Setelah kedua putra putri To-Manurung tersebut mencapai usia dewasa La Oddang Patara dengan We Lale Uleng sekaligus mengangkat menjadi raja pertama di Mampu. Untuk mewujudkan keinginan tersebut, masyarakat Mampu mengadakan musyawarah untuk menetapkan siapa-siapa yang akan menghadap To-Manurung. Setelah tiba waktu yang ditetapkan, maka berangkatlah utusan tersebut menghadap To-Manurung untuk menyampaikan hasrat rakyat Mampu.
Dan sesudah terjadi percakapan antara To-Manurung dengan utusan masyarakat Mampu tercapailah kata sepakat La Oddang Patara Sebagai Raja Mampu. Keberadaan Raja Mampu ini menjadikan Kampung Mampu menjadi kawasan yang disegani karena kemakmuran dan kesejahteraannya. Hal ini karena La Oddang Patara dalam menjankan roda pemerintahannya adil dan bijaksana serta sangat merakyat. Akibatnya rakyat yang merasa terangkat atas kehadirannya dan sebagai ungkapan bakti dan rasa terima kasih mendirikan sebuah istana di bagian utara Gunung Mampu.

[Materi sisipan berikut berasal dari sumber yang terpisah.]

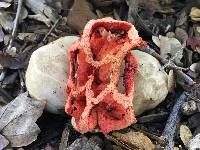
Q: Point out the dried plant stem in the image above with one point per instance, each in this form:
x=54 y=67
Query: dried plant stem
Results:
x=174 y=118
x=52 y=28
x=152 y=52
x=6 y=96
x=16 y=22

Namun beberapa waktu kemudian kedua pasang To-Manurung tersebut menghilang (Mallajangngi). Kejadian ini tidak menyurutkan semangat Raja Mampu La Oddang Patara dalam memajukan kerajaan dan meningkatkan penghasilan rakyatnya. Hal ini dimungkinkan karena Raja Mampu I adalah seorang ahli di bidang pertanian.
Setelah empat puluh tahun bertakhta La Oddang Patara yang tumbuh gagah perkasa dan rupawan, keadaan tersebut menarik minat ketiga putra-putri raja, yaitu La Urerru’, LaturungpangE, We Lette Papi untuk turun menuai padi.
Ketika ketiga putra putri raja berada di sawah, maka raja Mampu beserta isterinya dan putri bungsunya yang bernama We Apung Mangenre’ serta sebagian besar harta bendanya menjadi batu karena kutukan Dewata yang lazim disebut “Malebboe Ri Mampu”. Inilah awal cerita kemudian oleh sebagian masyarakat percaya, bahwa Raja Mampu beserta keluarganya yang dikutuk oleh dewata sehingga menjadi batu ialah Gua Mampu di Desa Cabbeng.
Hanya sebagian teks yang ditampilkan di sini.